Promoting the green design, construction, renovation and operation of buildings could cut North American greenhouse gas emissions that are fuelling climate change more deeply, quickly and cheaply than any other available measure, according to a new report, Green Building In North America, issued by the Commission for Environmental Cooperation, a panel set up by the U.S., Canada and Mexico to address environmental concerns.
North America’s buildings cause the annual release of more than 2,200 megatons of CO2 into the atmosphere, about 35 percent of the continent’s total. The report says rapid market uptake of currently available and emerging advanced energy-saving technologies could result in over 1,700 fewer megatons of CO2 emissions in 2030, compared to projected emissions that year following a business-as-usual approach.

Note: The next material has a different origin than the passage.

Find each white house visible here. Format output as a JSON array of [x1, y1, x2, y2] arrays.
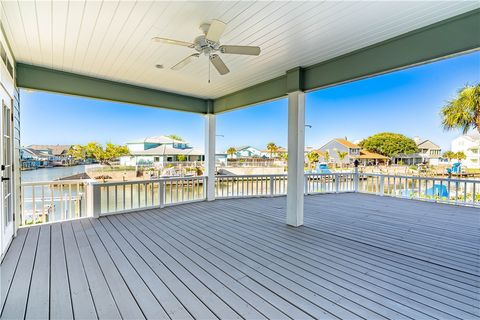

A cut of that size would nearly equal the CO2 emitted by the entire U.S. transportation sector in 2000.
It is common now for more advanced green buildings to routinely reduce energy usage by 30, 40, or even 50 percent over conventional buildings, with the most efficient buildings now performing more than 70 percent better than conventional properties, according to the report.
Despite proven environmental, economic and health benefits, however, green building today accounts for a only small fraction of new home and commercial building construction-just two percent of the new non-residential building market, less than half of one percent of the residential market in the United States and Canada, and less than that in Mexico.